Here's more experimental evidence that the issue has to do with timestamps. The following code runs 100 iterations of the copy-compile scheme I set up above. For each one, it records whether the second compilation was properly done (the .so contains foo_2) or was not done (the .so still contains foo_1). If the Sys.sleep(1) is commented-out, in about 1/3 of iterations (33/100), the result is wrong (compilation not done).

When I extract timestamps using stat, we see that, in all cases when the timestamp of test.cpp (after cp file2.cp test.cpp) is tied with that of the previous test.o, the compilation is not updated (wrong). On the other hand, in many (but not all) cases when those two timestamps do not match, the compilation is updated (right). I speculate that the imperfect match of the latter is due to a "quantum" problem where the steps of the commands take bits of time themselves so observing them is imperfect. But it could just as well be that I am not sure if I am looking at the right one of the available times. I can't find much easy information from search results on getting it below the precision of whole seconds.

When Sys.sleep(1) is uncommented below, the problem never occurs.

I am somewhat baffled that the timing mechanisms used for builds can have this kind of problem/phenomenon. It does seem that --preclean may be the intended way to ensure we force compilation.

stat_test_cpp <- character(100)
stat_test_o <- character(100)
found_foo1 <- logical(100)
found_foo2 <- logical(100)
for(i in 1:100) {
  system2("rm", "test*.*")
  dyn.unload("test1.so")
  dyn.unload("test2.so")

  system2("cp", c("file1.cpp","test.cpp"))
  system2("R", c("CMD SHLIB", "test.cpp", "-o test1.so"))
  dll1 <- dyn.load("test1.so", local=TRUE)

#  Sys.sleep(1.0)
  system2("cp", c("file2.cpp","test.cpp"))
  system2("R", c("CMD SHLIB", "test.cpp", "-o test2.so"))
  dll2 <- dyn.load("test2.so", local=TRUE)
  find_foo2 <- try(getNativeSymbolInfo("foo_2", dll2)) # should be valid, sometimes isn't
  find_foo1 <- try(getNativeSymbolInfo("foo_1", dll2)) # should not be valid, sometimes is

  found_foo2[i] <- !inherits(find_foo2, "try-error")
  found_foo1[i] <- !inherits(find_foo1, "try-error")

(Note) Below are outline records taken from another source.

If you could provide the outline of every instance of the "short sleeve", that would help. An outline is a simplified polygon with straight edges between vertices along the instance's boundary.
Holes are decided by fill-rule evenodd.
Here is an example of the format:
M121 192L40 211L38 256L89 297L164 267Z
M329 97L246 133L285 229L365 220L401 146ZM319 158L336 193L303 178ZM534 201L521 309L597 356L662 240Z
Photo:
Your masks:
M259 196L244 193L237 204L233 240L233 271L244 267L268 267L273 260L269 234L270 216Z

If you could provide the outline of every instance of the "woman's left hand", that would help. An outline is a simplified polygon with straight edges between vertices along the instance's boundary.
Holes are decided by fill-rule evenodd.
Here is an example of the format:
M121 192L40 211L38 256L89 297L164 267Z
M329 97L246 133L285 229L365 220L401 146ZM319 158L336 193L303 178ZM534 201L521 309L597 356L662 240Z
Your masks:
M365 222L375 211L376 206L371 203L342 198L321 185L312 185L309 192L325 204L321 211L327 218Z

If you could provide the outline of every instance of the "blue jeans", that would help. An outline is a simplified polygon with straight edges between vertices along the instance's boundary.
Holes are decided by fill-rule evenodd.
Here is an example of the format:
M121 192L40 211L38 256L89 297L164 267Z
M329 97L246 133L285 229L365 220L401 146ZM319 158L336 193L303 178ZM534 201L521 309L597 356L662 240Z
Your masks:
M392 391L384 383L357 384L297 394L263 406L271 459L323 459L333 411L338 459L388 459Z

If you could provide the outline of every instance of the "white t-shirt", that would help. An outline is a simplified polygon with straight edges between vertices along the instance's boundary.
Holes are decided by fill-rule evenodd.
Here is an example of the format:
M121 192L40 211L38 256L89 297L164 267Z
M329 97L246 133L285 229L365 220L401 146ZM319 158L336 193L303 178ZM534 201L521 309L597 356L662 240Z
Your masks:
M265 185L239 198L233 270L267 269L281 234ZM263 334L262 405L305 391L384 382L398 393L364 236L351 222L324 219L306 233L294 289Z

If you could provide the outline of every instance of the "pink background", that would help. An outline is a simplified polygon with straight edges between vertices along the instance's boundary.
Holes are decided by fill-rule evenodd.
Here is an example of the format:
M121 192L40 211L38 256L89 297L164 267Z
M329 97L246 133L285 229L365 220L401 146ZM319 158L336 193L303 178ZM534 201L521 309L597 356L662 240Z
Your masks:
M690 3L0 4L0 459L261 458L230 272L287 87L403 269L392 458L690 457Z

  system2("stat","test.cpp > stat_test_cpp.txt")
  stat_test_cpp[i] <- readLines("stat_test_cpp.txt")
  system2("stat","test.o > stat_test_o.txt")
  stat_test_o[i] <- readLines("stat_test_o.txt")
}
sum(found_foo1) # how many times did compilation NOT occur (wrong)
sum(found_foo2) # how many time did compilation occur (right)

# pull out "birthtime" timestamps and see when they match between the two stat calls
stat_test_cpp_split <- lapply(stat_test_cpp, \(x) strsplit(x, "\""))
stat_test_o_split <- lapply(stat_test_o, \(x) strsplit(x, "\""))
matches <- mapply(\(x1, x2) identical(x1[[1]][8], x2[[1]][8]), stat_test_cpp_split, stat_test_o_split)

cbind(matches, found_foo1) # align when the timestamps match and when foo_1 was found (indicating that compilation did not occur)
paciorek commented 10 months ago

I'm preparing a branch with --preclean where that is shielded by a nimbleOption but defaults to TRUE.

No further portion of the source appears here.